0

I've a question about the CUDA Fermi's Architecture: I've read somewhere that in Fermi's architecture the global memory's access is fast like the shared memory just because now they use uniform addressing.

So it's true that I can access to data on the global memory with no (big) latency (unlike the "pre-Fermi" GPU)?

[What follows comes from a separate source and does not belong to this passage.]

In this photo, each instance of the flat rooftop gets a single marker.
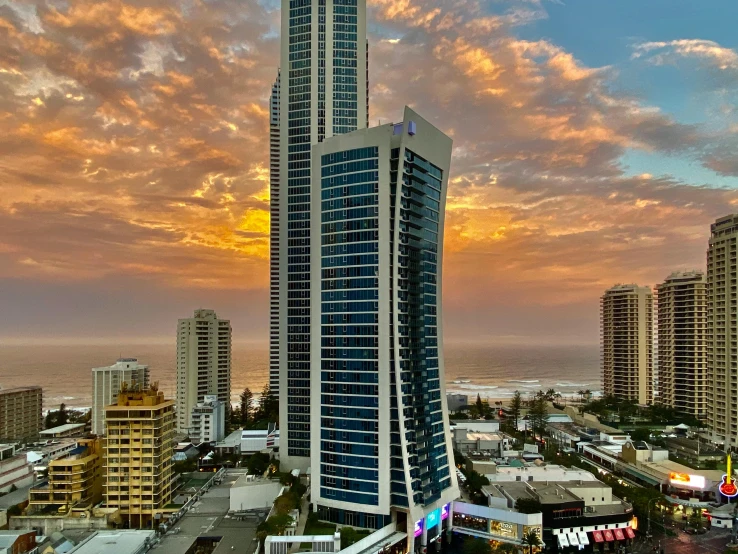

It's very important for me to know that just because I'm programming code for an Nvidia Tesla GPU without have it (it's in the University's lab, and I can't access it during the summer...)

Bart
  • 19,692
  • 7
  • 68
  • 77
Andrea Sylar Solla
  • 157
  • 1
  • 2
  • 10
  • No, the latency to access global memory on Fermi GPU is still much larger than to access shared or register memory. On Fermi, however, there is two-level cache, which could speed things up. – aland Aug 11 '12 at 18:11

1 Answers1

1

This is not true. Global memory access on Fermi is relatively long when compared to shared memory access. However, due to caches, you may directly hit a cach reducing the latency. This is particularly useful in less-than-ideal memory access patterns (e.g. slightly misaligned access).

Uniform memory addressing is a completely different thing, unrelated to the above. Uniform memory addressing allows the GPU to deduct at runtime if given memory pointer is refering to global or shared (or even mapped-pinned-host, or other-GPU) memory. On pre-Fermi cards the type of memory had to be deducible at compile time.

CygnusX1
  • 20,968
  • 5
  • 65
  • 109